'Dance Sampler' at Woolly Mammoth
By Sarah Halzack
Thursday, March 31, 2011
Inspiration for choreography can come from the most disparate places: the way passengers move on Metro's crowded trains, the freedom a runner feels when she hits the pavement or even the factory-like workflow inside a microscopic cell. These are just some of the frameworks for the half-dozen pieces on the "Dance Sampler" program at Woolly Mammoth Theatre.
It is exactly those differences that curator Jane Franklin sought to highlight when she began lining up local choreographers to participate in the showcase.
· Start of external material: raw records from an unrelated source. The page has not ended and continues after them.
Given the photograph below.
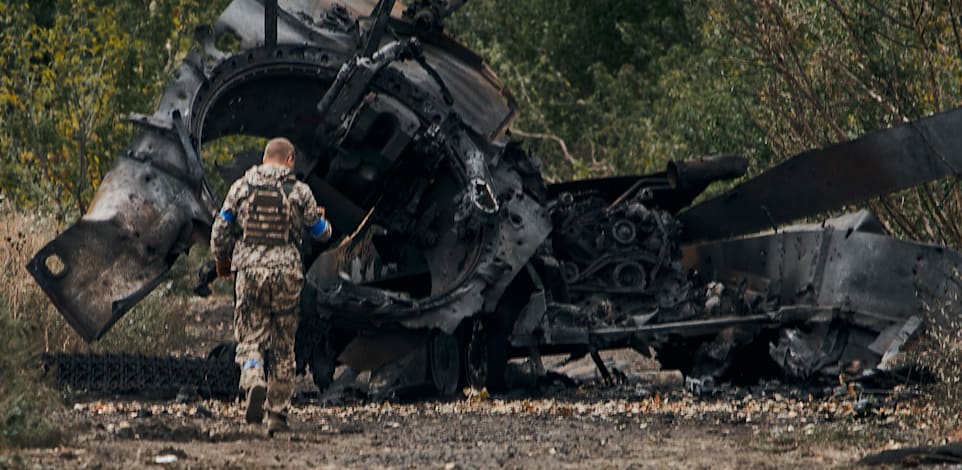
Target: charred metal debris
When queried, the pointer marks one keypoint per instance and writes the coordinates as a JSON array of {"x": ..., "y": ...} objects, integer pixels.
[{"x": 454, "y": 256}]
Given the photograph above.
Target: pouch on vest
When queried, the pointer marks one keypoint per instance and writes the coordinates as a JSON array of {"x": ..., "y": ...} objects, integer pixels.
[{"x": 267, "y": 217}]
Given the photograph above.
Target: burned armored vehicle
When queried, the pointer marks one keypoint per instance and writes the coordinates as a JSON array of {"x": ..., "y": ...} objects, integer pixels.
[{"x": 454, "y": 256}]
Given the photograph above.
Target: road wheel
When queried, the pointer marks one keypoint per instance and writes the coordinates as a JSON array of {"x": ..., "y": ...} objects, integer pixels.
[
  {"x": 485, "y": 356},
  {"x": 444, "y": 363}
]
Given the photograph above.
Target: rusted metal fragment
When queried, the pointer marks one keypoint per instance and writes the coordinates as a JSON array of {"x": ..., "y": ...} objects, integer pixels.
[
  {"x": 863, "y": 289},
  {"x": 816, "y": 181}
]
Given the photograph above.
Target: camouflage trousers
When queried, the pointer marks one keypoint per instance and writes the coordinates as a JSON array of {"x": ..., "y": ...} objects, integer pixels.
[{"x": 265, "y": 320}]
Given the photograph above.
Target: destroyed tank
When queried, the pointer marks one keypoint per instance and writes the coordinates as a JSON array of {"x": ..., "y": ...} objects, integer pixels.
[{"x": 453, "y": 256}]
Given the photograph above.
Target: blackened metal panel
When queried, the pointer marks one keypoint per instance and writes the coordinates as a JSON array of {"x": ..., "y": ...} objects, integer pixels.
[
  {"x": 820, "y": 180},
  {"x": 100, "y": 267},
  {"x": 860, "y": 272}
]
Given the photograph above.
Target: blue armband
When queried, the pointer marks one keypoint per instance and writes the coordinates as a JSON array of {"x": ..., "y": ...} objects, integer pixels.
[
  {"x": 319, "y": 227},
  {"x": 227, "y": 216}
]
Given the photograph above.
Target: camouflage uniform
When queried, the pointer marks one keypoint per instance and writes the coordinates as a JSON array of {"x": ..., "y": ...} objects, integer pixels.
[{"x": 268, "y": 279}]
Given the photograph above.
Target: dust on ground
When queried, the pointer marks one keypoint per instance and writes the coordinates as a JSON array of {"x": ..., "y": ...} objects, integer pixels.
[{"x": 594, "y": 425}]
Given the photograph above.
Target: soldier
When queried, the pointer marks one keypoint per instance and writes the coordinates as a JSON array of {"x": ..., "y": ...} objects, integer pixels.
[{"x": 257, "y": 236}]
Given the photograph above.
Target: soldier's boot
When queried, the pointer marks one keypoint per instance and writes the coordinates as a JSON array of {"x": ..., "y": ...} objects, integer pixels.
[
  {"x": 256, "y": 395},
  {"x": 252, "y": 380},
  {"x": 276, "y": 423}
]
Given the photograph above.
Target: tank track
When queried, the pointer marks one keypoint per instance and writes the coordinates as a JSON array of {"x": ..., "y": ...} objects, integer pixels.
[{"x": 157, "y": 377}]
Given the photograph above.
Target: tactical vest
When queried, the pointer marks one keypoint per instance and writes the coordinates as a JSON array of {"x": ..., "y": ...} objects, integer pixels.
[{"x": 266, "y": 218}]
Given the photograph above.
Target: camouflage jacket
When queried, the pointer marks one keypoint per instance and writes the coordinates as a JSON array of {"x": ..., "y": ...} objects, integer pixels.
[{"x": 226, "y": 240}]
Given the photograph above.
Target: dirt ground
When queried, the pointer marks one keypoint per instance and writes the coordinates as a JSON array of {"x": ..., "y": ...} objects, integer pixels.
[
  {"x": 594, "y": 425},
  {"x": 566, "y": 429}
]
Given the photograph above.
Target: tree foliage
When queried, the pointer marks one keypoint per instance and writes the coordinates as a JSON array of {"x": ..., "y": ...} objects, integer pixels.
[
  {"x": 72, "y": 70},
  {"x": 627, "y": 85},
  {"x": 605, "y": 87}
]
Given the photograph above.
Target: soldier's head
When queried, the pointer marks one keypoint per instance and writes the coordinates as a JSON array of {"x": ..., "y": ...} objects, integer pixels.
[{"x": 279, "y": 151}]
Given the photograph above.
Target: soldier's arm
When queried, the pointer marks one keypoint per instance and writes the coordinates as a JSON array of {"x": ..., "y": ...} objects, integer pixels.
[
  {"x": 313, "y": 214},
  {"x": 223, "y": 233}
]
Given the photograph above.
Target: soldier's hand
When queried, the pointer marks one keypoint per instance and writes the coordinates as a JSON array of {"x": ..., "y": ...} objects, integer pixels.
[{"x": 223, "y": 268}]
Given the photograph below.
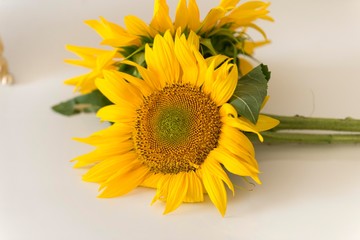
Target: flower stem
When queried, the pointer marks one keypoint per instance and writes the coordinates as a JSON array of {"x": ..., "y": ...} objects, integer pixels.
[
  {"x": 309, "y": 138},
  {"x": 308, "y": 123},
  {"x": 284, "y": 133}
]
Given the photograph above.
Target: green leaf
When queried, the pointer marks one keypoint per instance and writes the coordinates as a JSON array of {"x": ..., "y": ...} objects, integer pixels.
[
  {"x": 250, "y": 93},
  {"x": 87, "y": 103}
]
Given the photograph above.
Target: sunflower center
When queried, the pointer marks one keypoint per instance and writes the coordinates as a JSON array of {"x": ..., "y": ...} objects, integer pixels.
[
  {"x": 176, "y": 128},
  {"x": 173, "y": 125}
]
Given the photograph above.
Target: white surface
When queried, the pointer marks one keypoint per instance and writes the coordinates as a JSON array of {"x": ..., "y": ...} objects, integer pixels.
[{"x": 308, "y": 192}]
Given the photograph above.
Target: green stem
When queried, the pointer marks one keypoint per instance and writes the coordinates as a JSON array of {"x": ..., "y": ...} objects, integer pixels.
[
  {"x": 308, "y": 123},
  {"x": 281, "y": 133},
  {"x": 285, "y": 137}
]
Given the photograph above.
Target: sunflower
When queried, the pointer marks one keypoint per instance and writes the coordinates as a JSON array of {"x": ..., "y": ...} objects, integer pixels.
[
  {"x": 173, "y": 129},
  {"x": 222, "y": 31}
]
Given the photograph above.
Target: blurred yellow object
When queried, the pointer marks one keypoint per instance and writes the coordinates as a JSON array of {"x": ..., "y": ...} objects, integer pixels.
[{"x": 5, "y": 77}]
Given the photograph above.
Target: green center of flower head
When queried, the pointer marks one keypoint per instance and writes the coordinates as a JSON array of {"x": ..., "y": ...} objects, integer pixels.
[
  {"x": 176, "y": 128},
  {"x": 173, "y": 125}
]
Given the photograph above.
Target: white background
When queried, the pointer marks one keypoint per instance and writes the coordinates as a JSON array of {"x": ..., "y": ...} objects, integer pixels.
[{"x": 308, "y": 192}]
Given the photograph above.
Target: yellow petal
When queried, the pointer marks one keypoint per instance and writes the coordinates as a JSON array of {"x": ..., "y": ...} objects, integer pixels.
[
  {"x": 124, "y": 183},
  {"x": 225, "y": 84},
  {"x": 214, "y": 186},
  {"x": 195, "y": 191},
  {"x": 114, "y": 87},
  {"x": 212, "y": 18},
  {"x": 229, "y": 4},
  {"x": 161, "y": 20},
  {"x": 212, "y": 166},
  {"x": 104, "y": 152},
  {"x": 105, "y": 169},
  {"x": 136, "y": 26},
  {"x": 229, "y": 117},
  {"x": 184, "y": 55},
  {"x": 113, "y": 34},
  {"x": 162, "y": 61},
  {"x": 232, "y": 163},
  {"x": 181, "y": 17},
  {"x": 245, "y": 66},
  {"x": 193, "y": 15},
  {"x": 177, "y": 189},
  {"x": 264, "y": 123},
  {"x": 117, "y": 113}
]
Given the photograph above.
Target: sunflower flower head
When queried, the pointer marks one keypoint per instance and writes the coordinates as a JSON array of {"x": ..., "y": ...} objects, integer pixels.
[
  {"x": 174, "y": 129},
  {"x": 222, "y": 31}
]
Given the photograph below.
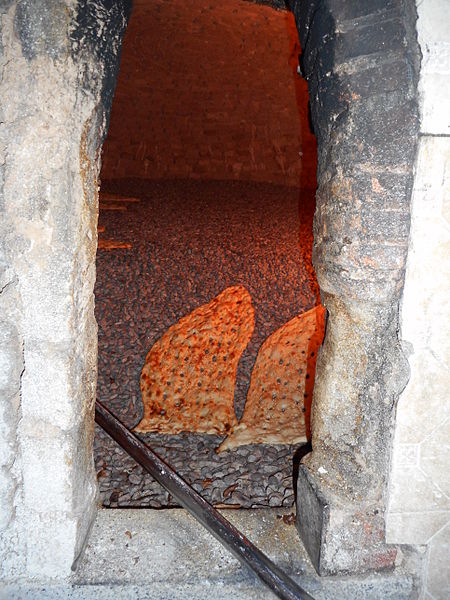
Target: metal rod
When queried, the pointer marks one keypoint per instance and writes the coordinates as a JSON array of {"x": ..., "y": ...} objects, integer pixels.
[{"x": 233, "y": 540}]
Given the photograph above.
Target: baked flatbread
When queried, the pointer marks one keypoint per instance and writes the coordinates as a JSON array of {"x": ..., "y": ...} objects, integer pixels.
[
  {"x": 189, "y": 375},
  {"x": 278, "y": 403}
]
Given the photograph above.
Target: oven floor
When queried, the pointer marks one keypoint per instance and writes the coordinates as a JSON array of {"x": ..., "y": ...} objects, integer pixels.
[{"x": 191, "y": 240}]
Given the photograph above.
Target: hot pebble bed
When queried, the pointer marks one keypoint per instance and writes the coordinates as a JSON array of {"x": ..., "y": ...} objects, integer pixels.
[{"x": 189, "y": 241}]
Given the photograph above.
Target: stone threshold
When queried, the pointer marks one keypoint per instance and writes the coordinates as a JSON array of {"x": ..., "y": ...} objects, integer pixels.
[{"x": 139, "y": 554}]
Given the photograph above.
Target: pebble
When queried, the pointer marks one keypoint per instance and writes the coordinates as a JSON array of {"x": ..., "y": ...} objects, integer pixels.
[{"x": 198, "y": 239}]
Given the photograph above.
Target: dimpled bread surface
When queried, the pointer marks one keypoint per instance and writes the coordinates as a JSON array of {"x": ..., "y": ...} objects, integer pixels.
[
  {"x": 188, "y": 379},
  {"x": 278, "y": 403}
]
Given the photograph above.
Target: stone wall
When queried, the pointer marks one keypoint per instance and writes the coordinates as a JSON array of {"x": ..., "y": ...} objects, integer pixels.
[
  {"x": 58, "y": 63},
  {"x": 419, "y": 507},
  {"x": 361, "y": 62},
  {"x": 210, "y": 90}
]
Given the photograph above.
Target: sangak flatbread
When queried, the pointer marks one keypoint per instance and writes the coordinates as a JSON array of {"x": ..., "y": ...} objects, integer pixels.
[
  {"x": 279, "y": 398},
  {"x": 188, "y": 379}
]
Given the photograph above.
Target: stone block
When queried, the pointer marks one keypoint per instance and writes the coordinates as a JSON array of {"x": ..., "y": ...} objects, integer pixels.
[
  {"x": 423, "y": 493},
  {"x": 435, "y": 458},
  {"x": 425, "y": 402},
  {"x": 435, "y": 100},
  {"x": 340, "y": 539},
  {"x": 414, "y": 527},
  {"x": 438, "y": 575},
  {"x": 52, "y": 545}
]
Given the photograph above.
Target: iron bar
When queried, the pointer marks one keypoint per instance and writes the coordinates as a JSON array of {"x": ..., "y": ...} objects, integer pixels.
[{"x": 233, "y": 540}]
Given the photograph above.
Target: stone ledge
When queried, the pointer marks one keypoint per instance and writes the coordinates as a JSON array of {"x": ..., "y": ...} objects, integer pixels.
[{"x": 148, "y": 554}]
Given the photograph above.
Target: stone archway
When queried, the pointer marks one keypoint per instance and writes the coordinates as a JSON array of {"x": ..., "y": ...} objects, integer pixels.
[
  {"x": 361, "y": 61},
  {"x": 367, "y": 132}
]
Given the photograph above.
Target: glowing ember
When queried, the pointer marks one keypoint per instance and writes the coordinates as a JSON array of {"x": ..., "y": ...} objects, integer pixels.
[
  {"x": 188, "y": 379},
  {"x": 279, "y": 398}
]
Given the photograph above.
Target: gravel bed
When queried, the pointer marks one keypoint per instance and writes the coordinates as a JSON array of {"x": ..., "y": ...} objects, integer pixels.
[{"x": 191, "y": 240}]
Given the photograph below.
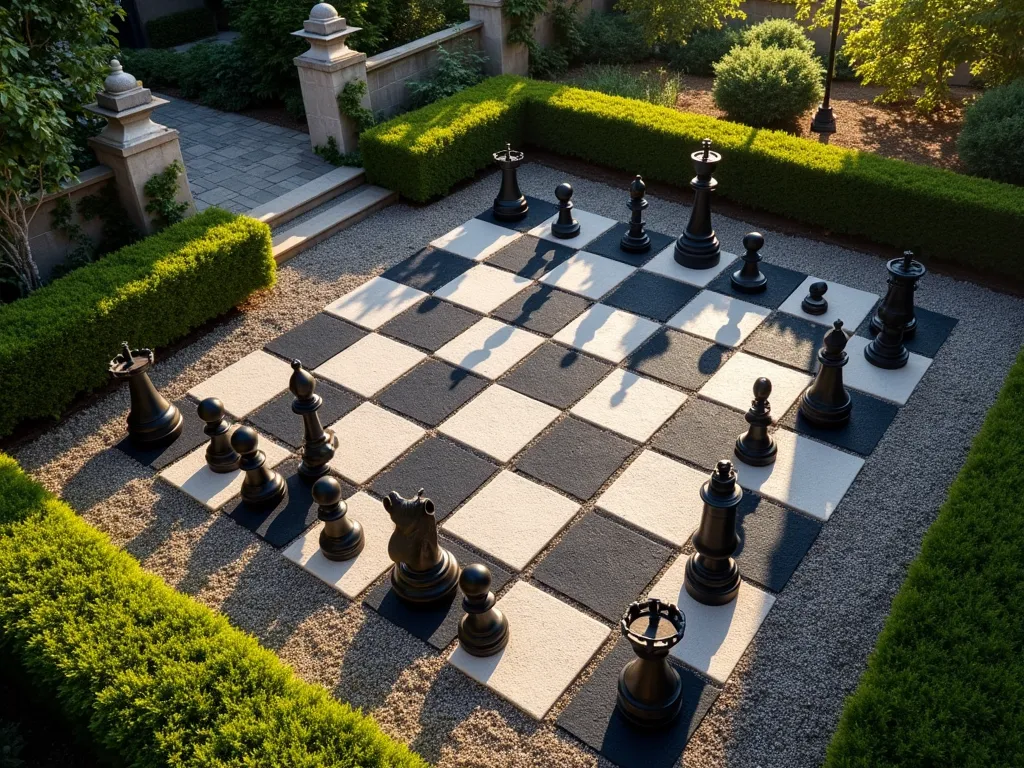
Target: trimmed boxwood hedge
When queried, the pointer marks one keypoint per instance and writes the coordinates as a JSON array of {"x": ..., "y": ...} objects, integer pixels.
[
  {"x": 183, "y": 27},
  {"x": 961, "y": 219},
  {"x": 154, "y": 678},
  {"x": 57, "y": 341}
]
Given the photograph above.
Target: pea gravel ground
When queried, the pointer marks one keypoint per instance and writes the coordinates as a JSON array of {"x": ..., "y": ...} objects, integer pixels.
[{"x": 781, "y": 705}]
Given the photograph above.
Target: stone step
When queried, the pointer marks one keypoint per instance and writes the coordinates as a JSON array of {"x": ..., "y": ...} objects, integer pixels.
[
  {"x": 312, "y": 195},
  {"x": 365, "y": 201}
]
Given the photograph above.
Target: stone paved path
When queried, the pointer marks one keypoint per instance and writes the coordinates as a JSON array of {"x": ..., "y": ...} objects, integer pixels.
[{"x": 239, "y": 163}]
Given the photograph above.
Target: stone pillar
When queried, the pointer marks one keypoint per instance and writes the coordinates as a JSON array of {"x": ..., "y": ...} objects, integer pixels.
[
  {"x": 324, "y": 71},
  {"x": 503, "y": 57},
  {"x": 135, "y": 147}
]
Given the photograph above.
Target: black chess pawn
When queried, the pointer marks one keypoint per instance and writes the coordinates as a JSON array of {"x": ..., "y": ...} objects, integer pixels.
[
  {"x": 826, "y": 402},
  {"x": 510, "y": 205},
  {"x": 750, "y": 279},
  {"x": 636, "y": 239},
  {"x": 341, "y": 538},
  {"x": 887, "y": 349},
  {"x": 262, "y": 487},
  {"x": 697, "y": 247},
  {"x": 903, "y": 275},
  {"x": 712, "y": 574},
  {"x": 425, "y": 573},
  {"x": 756, "y": 446},
  {"x": 815, "y": 301},
  {"x": 220, "y": 457},
  {"x": 153, "y": 422},
  {"x": 483, "y": 631},
  {"x": 565, "y": 226},
  {"x": 318, "y": 444},
  {"x": 650, "y": 690}
]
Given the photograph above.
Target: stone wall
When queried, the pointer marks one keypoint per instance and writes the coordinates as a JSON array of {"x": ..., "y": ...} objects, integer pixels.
[{"x": 388, "y": 72}]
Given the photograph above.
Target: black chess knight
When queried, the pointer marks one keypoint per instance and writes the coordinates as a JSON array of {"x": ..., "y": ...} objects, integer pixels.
[
  {"x": 424, "y": 572},
  {"x": 153, "y": 422}
]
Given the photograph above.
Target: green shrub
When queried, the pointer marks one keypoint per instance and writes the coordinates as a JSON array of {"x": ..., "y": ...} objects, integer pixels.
[
  {"x": 658, "y": 87},
  {"x": 152, "y": 676},
  {"x": 150, "y": 293},
  {"x": 183, "y": 27},
  {"x": 945, "y": 683},
  {"x": 778, "y": 33},
  {"x": 424, "y": 154},
  {"x": 767, "y": 86},
  {"x": 704, "y": 50},
  {"x": 991, "y": 142}
]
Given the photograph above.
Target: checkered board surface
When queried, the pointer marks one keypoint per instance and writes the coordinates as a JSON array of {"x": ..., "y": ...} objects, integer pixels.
[{"x": 513, "y": 375}]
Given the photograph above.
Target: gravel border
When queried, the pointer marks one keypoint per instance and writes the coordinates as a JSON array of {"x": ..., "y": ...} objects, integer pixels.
[{"x": 782, "y": 702}]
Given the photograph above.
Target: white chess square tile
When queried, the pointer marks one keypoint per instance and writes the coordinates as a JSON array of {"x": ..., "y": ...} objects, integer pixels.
[
  {"x": 607, "y": 333},
  {"x": 657, "y": 495},
  {"x": 665, "y": 264},
  {"x": 716, "y": 635},
  {"x": 370, "y": 365},
  {"x": 845, "y": 303},
  {"x": 489, "y": 348},
  {"x": 351, "y": 577},
  {"x": 895, "y": 385},
  {"x": 512, "y": 518},
  {"x": 247, "y": 384},
  {"x": 369, "y": 439},
  {"x": 499, "y": 421},
  {"x": 629, "y": 404},
  {"x": 375, "y": 302},
  {"x": 807, "y": 475},
  {"x": 210, "y": 488},
  {"x": 588, "y": 274},
  {"x": 591, "y": 227},
  {"x": 719, "y": 317},
  {"x": 482, "y": 288},
  {"x": 549, "y": 645},
  {"x": 475, "y": 240},
  {"x": 733, "y": 384}
]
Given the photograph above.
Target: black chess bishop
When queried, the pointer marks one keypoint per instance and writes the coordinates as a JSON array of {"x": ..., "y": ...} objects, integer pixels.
[
  {"x": 262, "y": 487},
  {"x": 153, "y": 422},
  {"x": 483, "y": 631},
  {"x": 341, "y": 538},
  {"x": 565, "y": 226},
  {"x": 636, "y": 239},
  {"x": 712, "y": 574},
  {"x": 826, "y": 402}
]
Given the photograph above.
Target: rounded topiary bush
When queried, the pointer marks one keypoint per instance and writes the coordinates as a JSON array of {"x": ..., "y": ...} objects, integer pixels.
[
  {"x": 767, "y": 86},
  {"x": 992, "y": 140},
  {"x": 778, "y": 33}
]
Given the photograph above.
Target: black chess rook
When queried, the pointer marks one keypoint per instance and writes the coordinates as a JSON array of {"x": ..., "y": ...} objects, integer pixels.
[
  {"x": 262, "y": 487},
  {"x": 341, "y": 538},
  {"x": 153, "y": 422},
  {"x": 712, "y": 574},
  {"x": 483, "y": 631}
]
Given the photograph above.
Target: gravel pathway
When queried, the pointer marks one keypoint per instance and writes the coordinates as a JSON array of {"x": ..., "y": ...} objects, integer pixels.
[{"x": 781, "y": 705}]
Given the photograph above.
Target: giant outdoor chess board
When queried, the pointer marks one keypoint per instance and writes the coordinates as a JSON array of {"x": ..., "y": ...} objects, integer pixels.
[{"x": 512, "y": 375}]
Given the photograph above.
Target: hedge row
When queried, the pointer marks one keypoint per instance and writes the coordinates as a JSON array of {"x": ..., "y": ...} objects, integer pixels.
[
  {"x": 183, "y": 27},
  {"x": 944, "y": 687},
  {"x": 57, "y": 342},
  {"x": 154, "y": 678},
  {"x": 955, "y": 218}
]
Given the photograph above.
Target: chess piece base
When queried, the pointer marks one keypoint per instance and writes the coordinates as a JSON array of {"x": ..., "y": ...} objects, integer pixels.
[
  {"x": 426, "y": 587},
  {"x": 343, "y": 548},
  {"x": 711, "y": 588},
  {"x": 662, "y": 706}
]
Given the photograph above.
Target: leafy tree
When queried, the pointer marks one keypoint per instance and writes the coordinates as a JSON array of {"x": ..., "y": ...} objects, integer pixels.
[
  {"x": 53, "y": 56},
  {"x": 675, "y": 20},
  {"x": 901, "y": 44}
]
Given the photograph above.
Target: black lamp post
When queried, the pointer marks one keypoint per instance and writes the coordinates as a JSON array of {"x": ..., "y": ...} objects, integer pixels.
[{"x": 824, "y": 121}]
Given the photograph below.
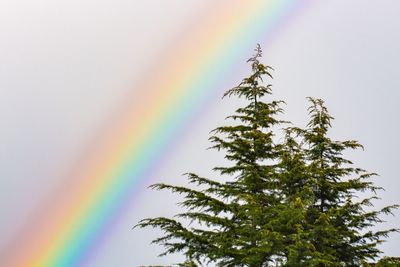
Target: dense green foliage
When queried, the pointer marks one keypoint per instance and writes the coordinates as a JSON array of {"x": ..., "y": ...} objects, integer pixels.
[{"x": 287, "y": 203}]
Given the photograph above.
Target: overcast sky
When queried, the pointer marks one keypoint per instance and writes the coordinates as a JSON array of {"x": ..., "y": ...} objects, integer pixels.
[{"x": 66, "y": 65}]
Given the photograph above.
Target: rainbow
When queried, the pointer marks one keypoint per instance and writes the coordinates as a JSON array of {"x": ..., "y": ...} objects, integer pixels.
[{"x": 83, "y": 212}]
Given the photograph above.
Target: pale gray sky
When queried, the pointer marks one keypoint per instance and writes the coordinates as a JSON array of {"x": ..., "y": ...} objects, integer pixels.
[{"x": 65, "y": 66}]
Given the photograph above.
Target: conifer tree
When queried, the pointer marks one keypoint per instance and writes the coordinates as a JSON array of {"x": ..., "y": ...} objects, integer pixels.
[
  {"x": 235, "y": 226},
  {"x": 290, "y": 203},
  {"x": 337, "y": 222}
]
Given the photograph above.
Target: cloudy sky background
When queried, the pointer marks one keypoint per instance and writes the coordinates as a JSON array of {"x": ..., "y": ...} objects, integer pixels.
[{"x": 66, "y": 66}]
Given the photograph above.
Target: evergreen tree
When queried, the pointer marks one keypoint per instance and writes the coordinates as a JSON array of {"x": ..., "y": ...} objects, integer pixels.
[
  {"x": 235, "y": 225},
  {"x": 289, "y": 203},
  {"x": 338, "y": 223}
]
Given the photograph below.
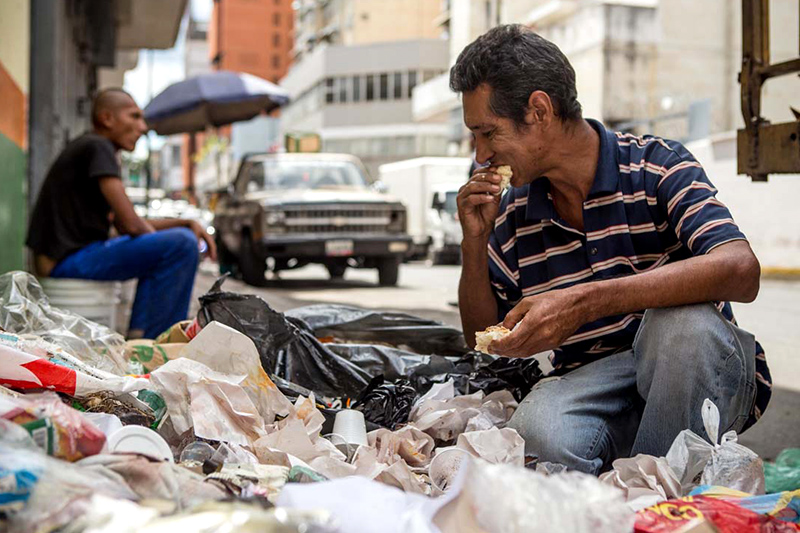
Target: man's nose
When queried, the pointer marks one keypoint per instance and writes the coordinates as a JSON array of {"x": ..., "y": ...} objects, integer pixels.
[{"x": 483, "y": 154}]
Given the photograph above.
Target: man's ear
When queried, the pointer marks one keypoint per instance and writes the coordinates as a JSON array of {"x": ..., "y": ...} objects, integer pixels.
[{"x": 540, "y": 109}]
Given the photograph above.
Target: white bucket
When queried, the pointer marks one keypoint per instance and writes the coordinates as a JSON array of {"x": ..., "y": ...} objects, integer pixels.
[{"x": 94, "y": 300}]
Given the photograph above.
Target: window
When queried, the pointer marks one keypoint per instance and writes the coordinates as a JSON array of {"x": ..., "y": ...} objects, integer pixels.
[
  {"x": 356, "y": 88},
  {"x": 384, "y": 86},
  {"x": 329, "y": 94},
  {"x": 412, "y": 81},
  {"x": 342, "y": 90},
  {"x": 398, "y": 85},
  {"x": 370, "y": 87}
]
She deliberately selected pieces that were rooted in divergent dance genres and had varied musical scores and cast sizes.
Franklin, who founded the Arlington-based Jane Franklin Dance, says the evening's title is a nod to the Whitman's Sampler, the variety box of chocolates.
"You have a lot of different choices, but then they might turn out a little bit different than you were expecting when you bite into them," she says.
Franklin's own dance, a duet called "I Do," aims to capture the syrupy, sentimental state of a happy couple, while Meghan Pilling's large-group work, "He Said He Can't (Redux)," uses highly physical movement to depict love's dark, sorrowful underbelly.
Other pieces focus more on physical impulses than on emotional ones. Nancy Havlik based her "Red Line" on improvisations she and her dancers did after watching commuters shuffle home. "Learning to Run," choreographed by newcomer Diana Movius, is a contemporary ballet ode to the toughness and independence of joggers. Another artist, Wayles Haynes, will present a solo that emphasizes his flexibility.
The work that bears the most promise of offering something novel is Orit Sherman's "Within the Cell," which examines the tiny, complex world within life's basic building blocks.
"I thought about the shape of the cell, which is round," Sherman says. "Everything inside of this actually reacts to a round surface, not a straight one." As such, Sherman felt she should alter the way the dancers made contact with the floor.
Her solution was to outfit some of them in specially made metal shoes with curved, semicircular soles. After input from her engineer father, Sherman hired a blacksmith and cobbler to produce something that was both functional and aesthetically apt. These props make for a dance that is an exercise in adaptability and problem-solving.
Franklin says she hopes one of the benefits of presenting six choreographers on a single bill is that fans of one artist will also become fans of the others.
"It's important for the dance community to pull different audiences together," she says. "I just really like that idea."